Production Considerations
| Concern | Mitigation |
|---|---|
Overhead – perf adds ~2–5 % CPU at 99 Hz sampling. | Use adaptive sampling: higher frequency only when alerts fire. |
| Security – Raw binaries expose symbols. | Strip symbols in production builds, keep a symbol server for internal rendering only. |
| Data Retention – Collapsed stacks are small (<100 KB) but can accumulate. | Rotate after 30 days, store only for incidents that cross the SLO threshold. |
Interpreting the Visuals: Common Patterns
Once you have an SVG, the real work begins. Below are the most frequent shapes you’ll encounter, with concrete examples from production systems.
1. Wide Bottom‑Level Boxes (Leaf‑Heavy Hotspots)
What it means: The bulk of time is spent inside a single function that never calls deeper code. Typical for tight loops or system calls.
Example: In a Kafka broker, a fetchRequest handler that repeatedly calls ByteBuffer.getInt() can dominate the graph if a consumer is throttled.
Action: Profile the leaf function directly; often a micro‑optimisation (e.g., using ByteBuffer.getIntLE or a pooled buffer) yields measurable latency reduction.
2. Tall Stacks with a Narrow Base (Deep Call Chains)
What it means: Latency is distributed across many layers; the base (root) may be a generic framework method.
Example: Airflow’s DagRun.execute → TaskInstance.run → PythonOperator.execute → user‑defined function. If the user function is slow, the flame graph will show a narrow “airflow” column with a wide leaf at depth 4.
Action: Insert tracing (OpenTelemetry) at the narrow base to isolate which sub‑task contributes most; consider parallelizing independent tasks.
3. Multiple Parallel “Flames” of Similar Width
What it means: Several code paths consume comparable time. This is a sign of load‑balancing or contention.
Example: A PostgreSQL query planner may dispatch to multiple worker processes that each execute a similar sub‑plan. The flame graph shows several equally wide rectangles labeled ExecEvalExpr.
Action: Look for shared resources (locks, LRU caches). Optimising a single path won’t help; you need to address the contention point.

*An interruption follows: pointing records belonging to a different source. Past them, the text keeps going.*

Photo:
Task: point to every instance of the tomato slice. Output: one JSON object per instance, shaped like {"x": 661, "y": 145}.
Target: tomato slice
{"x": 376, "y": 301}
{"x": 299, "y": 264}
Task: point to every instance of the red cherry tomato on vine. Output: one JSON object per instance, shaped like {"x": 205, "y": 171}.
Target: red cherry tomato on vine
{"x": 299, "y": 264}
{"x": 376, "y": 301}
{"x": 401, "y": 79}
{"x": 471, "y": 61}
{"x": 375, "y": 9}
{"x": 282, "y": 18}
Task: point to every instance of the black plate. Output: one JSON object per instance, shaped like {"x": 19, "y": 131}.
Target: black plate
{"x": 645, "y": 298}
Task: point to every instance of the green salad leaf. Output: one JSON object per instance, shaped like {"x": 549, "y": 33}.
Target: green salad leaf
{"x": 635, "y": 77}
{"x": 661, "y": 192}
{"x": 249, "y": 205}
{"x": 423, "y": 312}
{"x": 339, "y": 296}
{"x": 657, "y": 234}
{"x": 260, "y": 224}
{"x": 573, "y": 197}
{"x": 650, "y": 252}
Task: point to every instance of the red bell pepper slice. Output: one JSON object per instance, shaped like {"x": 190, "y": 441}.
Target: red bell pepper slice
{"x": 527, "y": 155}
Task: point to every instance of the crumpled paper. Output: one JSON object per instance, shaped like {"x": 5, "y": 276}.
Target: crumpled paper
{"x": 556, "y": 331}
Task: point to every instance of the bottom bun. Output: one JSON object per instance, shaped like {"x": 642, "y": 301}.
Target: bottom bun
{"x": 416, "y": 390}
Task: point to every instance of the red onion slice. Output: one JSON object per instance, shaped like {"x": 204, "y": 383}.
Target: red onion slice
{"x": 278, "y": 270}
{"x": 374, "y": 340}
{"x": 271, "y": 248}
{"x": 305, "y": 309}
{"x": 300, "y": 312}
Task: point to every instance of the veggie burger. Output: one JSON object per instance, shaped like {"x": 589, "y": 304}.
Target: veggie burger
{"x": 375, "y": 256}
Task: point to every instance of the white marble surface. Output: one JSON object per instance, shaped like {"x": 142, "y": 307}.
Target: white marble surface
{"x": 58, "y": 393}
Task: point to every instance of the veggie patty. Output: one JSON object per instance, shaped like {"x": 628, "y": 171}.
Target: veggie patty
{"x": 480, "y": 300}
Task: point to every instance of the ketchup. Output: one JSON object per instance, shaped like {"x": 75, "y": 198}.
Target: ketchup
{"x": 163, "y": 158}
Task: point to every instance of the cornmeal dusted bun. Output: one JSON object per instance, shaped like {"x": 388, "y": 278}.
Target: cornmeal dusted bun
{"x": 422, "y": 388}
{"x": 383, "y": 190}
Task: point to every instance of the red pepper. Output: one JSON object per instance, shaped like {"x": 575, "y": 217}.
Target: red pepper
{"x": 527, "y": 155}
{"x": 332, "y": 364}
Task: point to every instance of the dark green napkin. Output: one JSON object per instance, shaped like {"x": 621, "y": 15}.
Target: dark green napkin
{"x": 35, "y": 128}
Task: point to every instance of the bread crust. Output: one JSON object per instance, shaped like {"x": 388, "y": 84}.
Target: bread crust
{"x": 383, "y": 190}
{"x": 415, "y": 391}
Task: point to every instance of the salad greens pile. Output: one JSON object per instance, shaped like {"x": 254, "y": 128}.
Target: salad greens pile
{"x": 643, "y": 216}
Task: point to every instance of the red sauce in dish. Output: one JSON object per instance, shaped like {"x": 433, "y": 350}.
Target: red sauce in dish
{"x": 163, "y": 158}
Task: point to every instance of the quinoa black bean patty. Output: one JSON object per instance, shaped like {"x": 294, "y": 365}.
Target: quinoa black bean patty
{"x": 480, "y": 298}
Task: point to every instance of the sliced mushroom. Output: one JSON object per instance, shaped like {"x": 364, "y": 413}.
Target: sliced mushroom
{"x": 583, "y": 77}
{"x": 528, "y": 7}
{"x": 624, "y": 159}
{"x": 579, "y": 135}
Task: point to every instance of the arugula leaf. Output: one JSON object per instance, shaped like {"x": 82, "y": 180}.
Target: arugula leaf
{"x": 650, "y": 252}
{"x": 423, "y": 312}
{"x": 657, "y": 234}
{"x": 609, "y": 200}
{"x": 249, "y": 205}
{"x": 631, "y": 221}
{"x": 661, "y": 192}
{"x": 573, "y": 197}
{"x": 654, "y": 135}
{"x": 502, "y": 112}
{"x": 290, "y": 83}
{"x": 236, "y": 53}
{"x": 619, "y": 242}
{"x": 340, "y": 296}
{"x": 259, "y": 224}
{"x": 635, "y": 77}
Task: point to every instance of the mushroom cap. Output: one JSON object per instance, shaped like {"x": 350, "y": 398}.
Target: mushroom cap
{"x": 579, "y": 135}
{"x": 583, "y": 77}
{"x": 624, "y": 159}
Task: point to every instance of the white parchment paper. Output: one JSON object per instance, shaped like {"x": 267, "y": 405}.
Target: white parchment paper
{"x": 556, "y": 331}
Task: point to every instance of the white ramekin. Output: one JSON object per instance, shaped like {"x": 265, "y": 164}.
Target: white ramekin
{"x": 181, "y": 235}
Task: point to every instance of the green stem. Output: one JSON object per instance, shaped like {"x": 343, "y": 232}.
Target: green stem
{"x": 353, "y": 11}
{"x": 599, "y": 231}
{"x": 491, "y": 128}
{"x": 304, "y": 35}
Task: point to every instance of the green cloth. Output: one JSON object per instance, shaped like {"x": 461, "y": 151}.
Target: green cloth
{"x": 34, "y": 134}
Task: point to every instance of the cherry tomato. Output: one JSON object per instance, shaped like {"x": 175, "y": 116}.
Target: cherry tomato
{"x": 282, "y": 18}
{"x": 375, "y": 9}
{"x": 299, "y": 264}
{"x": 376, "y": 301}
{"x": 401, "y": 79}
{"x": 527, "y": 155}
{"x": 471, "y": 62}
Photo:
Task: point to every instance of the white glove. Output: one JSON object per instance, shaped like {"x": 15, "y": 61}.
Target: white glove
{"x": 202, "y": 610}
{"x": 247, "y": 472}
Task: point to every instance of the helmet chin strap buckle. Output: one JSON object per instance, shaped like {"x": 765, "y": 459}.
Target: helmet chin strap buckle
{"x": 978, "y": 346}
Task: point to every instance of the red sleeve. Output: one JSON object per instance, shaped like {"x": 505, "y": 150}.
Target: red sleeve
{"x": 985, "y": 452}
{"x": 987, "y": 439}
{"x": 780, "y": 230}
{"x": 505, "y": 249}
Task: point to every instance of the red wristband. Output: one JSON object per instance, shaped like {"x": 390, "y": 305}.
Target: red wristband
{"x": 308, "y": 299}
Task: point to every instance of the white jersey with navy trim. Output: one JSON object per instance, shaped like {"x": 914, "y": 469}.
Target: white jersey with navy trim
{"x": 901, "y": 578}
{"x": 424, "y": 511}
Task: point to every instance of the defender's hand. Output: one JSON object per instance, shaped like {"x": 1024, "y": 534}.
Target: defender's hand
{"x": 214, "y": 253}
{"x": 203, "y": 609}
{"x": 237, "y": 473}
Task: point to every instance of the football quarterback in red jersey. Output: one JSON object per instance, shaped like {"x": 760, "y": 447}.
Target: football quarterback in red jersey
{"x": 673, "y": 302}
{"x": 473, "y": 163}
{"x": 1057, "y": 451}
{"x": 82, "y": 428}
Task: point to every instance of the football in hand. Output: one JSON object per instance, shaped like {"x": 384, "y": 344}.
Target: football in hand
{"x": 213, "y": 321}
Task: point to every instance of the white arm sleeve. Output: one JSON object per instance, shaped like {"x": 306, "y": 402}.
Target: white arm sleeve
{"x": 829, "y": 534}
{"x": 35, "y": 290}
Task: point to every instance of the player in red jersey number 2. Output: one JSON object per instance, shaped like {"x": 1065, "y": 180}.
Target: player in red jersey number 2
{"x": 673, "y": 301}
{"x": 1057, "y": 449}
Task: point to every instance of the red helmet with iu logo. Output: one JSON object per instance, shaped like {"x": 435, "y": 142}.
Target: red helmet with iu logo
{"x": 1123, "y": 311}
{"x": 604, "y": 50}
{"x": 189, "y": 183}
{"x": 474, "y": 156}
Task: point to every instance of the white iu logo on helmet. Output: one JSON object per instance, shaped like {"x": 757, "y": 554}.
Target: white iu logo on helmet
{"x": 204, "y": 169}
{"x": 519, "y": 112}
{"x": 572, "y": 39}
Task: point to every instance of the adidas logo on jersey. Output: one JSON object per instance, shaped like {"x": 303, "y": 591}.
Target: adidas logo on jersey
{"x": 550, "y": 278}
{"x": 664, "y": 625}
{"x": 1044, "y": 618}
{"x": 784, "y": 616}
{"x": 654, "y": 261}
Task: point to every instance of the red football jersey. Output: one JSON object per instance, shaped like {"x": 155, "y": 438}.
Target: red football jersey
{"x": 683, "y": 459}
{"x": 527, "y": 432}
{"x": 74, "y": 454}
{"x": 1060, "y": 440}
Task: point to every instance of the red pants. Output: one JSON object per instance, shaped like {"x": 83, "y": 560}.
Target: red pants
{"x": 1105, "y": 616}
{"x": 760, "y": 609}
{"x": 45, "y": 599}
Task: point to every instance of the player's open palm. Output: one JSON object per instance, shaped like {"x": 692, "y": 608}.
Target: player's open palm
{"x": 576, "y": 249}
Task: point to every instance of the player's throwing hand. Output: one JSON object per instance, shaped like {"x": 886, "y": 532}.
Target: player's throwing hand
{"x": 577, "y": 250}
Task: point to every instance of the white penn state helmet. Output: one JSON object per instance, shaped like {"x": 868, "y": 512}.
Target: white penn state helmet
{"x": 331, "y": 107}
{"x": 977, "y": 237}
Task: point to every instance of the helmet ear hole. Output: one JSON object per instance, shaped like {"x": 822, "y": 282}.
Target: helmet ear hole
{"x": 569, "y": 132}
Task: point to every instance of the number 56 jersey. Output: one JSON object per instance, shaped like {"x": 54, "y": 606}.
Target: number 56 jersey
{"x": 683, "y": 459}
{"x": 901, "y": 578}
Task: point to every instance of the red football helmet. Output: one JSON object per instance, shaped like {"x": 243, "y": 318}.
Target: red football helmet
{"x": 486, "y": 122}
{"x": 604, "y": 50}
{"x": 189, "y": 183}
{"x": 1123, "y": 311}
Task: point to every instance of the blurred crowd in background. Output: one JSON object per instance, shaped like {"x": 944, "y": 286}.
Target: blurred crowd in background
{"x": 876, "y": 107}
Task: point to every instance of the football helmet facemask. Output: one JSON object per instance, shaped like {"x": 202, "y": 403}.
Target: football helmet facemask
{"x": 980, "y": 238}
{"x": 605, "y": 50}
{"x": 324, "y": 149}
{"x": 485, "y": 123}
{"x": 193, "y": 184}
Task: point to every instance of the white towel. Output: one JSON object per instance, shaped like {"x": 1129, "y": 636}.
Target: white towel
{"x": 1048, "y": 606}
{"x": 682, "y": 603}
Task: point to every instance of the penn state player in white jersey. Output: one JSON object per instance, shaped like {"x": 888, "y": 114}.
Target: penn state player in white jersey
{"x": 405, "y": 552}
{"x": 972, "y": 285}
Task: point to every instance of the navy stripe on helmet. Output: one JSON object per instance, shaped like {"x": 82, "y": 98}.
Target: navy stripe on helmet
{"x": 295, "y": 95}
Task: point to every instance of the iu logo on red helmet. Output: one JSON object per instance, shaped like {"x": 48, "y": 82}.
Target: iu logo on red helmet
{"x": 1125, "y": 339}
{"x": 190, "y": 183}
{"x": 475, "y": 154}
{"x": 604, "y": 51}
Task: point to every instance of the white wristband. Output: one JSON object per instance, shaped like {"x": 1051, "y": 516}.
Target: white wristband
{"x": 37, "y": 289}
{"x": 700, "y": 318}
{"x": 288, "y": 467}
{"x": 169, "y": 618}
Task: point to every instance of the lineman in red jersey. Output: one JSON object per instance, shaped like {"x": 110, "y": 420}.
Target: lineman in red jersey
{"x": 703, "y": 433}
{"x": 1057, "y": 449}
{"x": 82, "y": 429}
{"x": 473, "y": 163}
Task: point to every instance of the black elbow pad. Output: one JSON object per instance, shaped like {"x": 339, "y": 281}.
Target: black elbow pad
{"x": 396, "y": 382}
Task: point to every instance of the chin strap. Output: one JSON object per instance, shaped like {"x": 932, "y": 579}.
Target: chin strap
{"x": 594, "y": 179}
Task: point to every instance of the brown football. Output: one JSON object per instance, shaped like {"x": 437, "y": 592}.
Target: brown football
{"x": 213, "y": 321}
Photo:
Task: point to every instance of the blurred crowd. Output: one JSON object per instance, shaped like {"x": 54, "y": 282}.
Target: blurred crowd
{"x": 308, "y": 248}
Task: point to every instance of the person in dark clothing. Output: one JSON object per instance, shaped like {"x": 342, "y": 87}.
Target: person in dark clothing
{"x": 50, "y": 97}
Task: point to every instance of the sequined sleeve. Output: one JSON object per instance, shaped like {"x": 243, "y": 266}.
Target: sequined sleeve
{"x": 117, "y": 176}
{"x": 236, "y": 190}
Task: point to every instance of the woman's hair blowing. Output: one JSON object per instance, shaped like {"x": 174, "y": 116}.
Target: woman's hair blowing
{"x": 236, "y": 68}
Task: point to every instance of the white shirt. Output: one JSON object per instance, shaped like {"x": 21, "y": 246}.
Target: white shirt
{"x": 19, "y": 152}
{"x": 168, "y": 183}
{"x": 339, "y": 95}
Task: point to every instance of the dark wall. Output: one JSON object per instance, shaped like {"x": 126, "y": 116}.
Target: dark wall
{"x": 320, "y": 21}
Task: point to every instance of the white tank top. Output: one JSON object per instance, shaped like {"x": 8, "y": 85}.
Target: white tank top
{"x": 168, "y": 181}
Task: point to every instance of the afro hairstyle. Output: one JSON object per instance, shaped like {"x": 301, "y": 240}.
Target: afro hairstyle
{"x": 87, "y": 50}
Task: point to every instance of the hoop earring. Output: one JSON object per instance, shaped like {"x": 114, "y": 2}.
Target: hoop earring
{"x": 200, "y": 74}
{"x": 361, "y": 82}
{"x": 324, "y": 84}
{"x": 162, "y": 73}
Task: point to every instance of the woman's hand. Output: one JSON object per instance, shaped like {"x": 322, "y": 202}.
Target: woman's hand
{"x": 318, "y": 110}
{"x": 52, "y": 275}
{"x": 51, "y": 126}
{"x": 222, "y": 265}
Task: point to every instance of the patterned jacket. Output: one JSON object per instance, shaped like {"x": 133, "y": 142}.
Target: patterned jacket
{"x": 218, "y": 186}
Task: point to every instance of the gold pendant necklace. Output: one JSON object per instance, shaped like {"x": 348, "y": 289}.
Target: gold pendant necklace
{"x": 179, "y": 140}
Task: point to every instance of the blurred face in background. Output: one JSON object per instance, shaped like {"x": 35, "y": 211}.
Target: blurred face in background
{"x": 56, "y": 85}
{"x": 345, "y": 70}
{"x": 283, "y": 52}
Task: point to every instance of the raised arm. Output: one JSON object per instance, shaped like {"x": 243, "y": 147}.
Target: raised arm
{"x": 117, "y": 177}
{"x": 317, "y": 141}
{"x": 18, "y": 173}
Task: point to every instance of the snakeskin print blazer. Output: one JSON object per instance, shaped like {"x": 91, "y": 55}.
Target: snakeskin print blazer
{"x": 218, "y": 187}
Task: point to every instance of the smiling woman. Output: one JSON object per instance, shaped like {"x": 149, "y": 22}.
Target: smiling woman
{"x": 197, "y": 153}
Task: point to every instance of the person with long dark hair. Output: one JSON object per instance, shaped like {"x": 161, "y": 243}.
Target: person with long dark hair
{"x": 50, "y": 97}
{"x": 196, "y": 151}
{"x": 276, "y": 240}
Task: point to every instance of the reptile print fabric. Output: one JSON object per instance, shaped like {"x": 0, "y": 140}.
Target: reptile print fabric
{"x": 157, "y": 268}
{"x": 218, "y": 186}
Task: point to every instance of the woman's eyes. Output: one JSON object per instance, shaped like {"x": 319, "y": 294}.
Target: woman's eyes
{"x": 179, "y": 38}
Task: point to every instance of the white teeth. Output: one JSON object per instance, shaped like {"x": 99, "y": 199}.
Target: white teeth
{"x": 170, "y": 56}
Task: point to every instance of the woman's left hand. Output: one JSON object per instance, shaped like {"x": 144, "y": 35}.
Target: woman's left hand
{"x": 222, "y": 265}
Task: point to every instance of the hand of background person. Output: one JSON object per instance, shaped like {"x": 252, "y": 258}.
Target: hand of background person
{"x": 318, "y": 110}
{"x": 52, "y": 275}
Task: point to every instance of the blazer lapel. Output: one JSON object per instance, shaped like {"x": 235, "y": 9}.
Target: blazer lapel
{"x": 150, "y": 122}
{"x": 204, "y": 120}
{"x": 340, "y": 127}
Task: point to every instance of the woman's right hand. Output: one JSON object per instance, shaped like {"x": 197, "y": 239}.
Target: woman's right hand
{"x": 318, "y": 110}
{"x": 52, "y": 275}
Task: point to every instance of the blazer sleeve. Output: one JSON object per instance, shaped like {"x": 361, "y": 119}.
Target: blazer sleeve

4. “Red” Color Hotspots (if using color‑by‑self‑time)
Some flame‑graph generators color by self‑time, highlighting functions that spend time alone. A red hotspot often indicates a function that’s both CPU‑intensive and not delegating work elsewhere.
Example: A custom encryption routine in a Go microservice that performs per‑request RSA decryption. The red rectangle will be labeled crypto/rsa.decrypt.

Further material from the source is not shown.